About Me

I'm a writer in Los Angeles, with more than my share of the struggle to get free. I've written screenplays, two children's books,articles for the New York Times and published a novel, Restraint, an erotic thriller. I have a master's degree from Harvard Divinity School. This blog is a ongoing record of what I've learned, what I'm learning and what I'm still realizing I need to know, as I work my way toward change.

Wednesday, May 25, 2016

ONLY CONNECT

Image result for spiritual connectionFor the last few days, the negative voices in my head have been very loud. It's the usual litany: it's too late, what's the point, you aren't good enough. By this time I know those voices don't describe reality; they aren't connected to any "truth." I know that I can detach, put space around the voices, distance myself so I can have a different perspective. I'm aware it's possible for the world to look very different if I turn my vision just a few degrees, lift it up to that place beyond my shame and fear.
     But there are days, like the last few, in which I'm powerless over the voices of my despair. They produce feelings in me - oppressive, debilitating - and I can't rouse myself to act in spite of them. They have me in their grip and action, any action feels beyond me.
     I no longer think something will happen or I'll come across the magic formula and somehow days like this will never come again.

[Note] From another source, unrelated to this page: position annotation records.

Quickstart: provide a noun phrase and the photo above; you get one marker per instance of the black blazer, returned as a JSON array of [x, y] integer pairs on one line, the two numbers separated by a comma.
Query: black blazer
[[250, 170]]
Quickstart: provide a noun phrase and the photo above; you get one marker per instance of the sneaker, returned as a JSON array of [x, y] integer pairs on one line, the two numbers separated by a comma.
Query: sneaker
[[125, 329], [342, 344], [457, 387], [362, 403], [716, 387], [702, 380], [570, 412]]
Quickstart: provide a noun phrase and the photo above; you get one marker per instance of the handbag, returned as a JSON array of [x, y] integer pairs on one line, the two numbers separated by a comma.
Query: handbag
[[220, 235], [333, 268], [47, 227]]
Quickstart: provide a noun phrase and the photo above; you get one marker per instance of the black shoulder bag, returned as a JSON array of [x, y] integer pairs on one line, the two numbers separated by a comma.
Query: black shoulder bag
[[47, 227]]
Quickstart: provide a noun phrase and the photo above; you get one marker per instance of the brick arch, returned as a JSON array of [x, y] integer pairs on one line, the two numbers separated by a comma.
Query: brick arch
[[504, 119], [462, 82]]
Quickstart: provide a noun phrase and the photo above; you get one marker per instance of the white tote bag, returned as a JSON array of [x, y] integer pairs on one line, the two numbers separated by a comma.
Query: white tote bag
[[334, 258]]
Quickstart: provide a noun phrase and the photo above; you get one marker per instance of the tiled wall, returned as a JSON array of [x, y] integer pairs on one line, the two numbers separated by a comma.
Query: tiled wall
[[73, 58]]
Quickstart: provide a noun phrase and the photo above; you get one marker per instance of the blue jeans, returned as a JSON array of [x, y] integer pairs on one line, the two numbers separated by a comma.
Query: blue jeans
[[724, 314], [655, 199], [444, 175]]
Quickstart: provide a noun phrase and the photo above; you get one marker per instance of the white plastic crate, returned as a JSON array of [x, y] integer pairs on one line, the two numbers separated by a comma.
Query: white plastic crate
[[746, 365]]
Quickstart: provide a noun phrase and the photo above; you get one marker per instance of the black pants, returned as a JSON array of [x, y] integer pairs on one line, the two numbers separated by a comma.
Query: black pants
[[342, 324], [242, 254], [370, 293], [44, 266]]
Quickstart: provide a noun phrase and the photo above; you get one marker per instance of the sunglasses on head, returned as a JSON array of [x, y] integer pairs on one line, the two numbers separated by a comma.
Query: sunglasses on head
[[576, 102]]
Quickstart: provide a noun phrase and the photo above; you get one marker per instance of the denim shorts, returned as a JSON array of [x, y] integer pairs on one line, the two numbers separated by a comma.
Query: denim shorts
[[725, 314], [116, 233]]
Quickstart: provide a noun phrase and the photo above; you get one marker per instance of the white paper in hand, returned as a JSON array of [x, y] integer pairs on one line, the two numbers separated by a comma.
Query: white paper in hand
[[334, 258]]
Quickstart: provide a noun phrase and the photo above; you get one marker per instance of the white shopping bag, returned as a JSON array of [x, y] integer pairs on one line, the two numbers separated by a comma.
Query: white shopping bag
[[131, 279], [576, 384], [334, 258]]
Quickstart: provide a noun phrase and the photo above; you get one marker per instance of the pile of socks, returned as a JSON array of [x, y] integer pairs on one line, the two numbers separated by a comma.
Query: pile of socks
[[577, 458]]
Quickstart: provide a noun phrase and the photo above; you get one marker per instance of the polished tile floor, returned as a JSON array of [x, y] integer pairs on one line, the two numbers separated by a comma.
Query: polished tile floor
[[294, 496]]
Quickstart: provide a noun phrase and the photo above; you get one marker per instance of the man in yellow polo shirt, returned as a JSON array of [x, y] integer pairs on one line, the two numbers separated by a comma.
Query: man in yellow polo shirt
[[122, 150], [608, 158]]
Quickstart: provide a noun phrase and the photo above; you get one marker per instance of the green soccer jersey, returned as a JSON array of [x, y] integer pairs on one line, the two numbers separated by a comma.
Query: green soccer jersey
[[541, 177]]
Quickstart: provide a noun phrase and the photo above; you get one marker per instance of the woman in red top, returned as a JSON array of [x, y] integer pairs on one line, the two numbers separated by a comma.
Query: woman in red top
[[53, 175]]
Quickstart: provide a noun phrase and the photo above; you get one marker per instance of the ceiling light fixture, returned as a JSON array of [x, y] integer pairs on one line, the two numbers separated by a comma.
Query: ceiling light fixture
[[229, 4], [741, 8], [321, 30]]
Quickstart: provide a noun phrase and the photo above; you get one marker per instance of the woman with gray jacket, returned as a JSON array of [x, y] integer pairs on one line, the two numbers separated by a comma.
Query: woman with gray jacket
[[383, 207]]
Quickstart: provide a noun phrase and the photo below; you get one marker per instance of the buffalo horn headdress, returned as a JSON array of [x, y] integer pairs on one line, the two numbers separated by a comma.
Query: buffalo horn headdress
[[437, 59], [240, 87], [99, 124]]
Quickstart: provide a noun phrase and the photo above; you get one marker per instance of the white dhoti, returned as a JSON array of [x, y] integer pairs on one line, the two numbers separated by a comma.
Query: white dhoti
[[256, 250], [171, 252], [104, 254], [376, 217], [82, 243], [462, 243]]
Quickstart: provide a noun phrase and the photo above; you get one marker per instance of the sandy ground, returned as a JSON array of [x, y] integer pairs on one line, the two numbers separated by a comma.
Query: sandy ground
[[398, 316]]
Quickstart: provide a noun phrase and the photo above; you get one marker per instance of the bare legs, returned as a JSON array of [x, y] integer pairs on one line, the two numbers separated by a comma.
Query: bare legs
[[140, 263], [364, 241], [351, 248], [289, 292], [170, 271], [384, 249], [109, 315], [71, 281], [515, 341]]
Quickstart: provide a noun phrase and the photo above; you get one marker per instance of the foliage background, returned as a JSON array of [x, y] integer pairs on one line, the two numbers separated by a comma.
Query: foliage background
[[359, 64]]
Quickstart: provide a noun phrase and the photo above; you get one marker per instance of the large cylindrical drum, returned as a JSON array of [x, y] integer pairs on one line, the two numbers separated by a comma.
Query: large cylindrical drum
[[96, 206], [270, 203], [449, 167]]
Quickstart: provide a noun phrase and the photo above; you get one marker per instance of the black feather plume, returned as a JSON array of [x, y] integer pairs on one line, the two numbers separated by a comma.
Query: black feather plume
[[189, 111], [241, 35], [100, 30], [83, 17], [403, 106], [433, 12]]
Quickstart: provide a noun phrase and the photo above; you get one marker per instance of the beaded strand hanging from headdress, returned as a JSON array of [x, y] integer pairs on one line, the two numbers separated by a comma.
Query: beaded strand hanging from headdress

It may be my metabolism or genes or a hard childhood - whatever the reason, I accept that sometimes I stumble into, if not the abyss, then onto the stairway leading down into it. 
     The question is how to get through. One way is to keep repeating to myself things I know that push back the negativity: reminding myself it isn't "real," it's only a part of me, a part I can bring down to size; other feelings are possible if I turn away from the mesmerizing voices that want to bring me down.  I can look for the places despair sinks down into my body, focus on them until I feel it dissolve away. I can close my eyes and look for the place of letting go. I can reach out to the benevolence I believe exists outside myself. I can try to connect.
     The answer is always spiritual. I can act as if I'm not bogged down in the muck but it never gets me very far. Just as you can't cook a stew until you light the gas, so I can't get up and do until I feel deep in my body the connection to a power, a force greater than myself. Even to search for it is to begin to find it and although I may have to take minuscule steps I can be headed in the right direction. My spirit wants to move that way. I want to be free. 
     Writing these words has made me feel better. They come from deep inside me. They move me toward connection.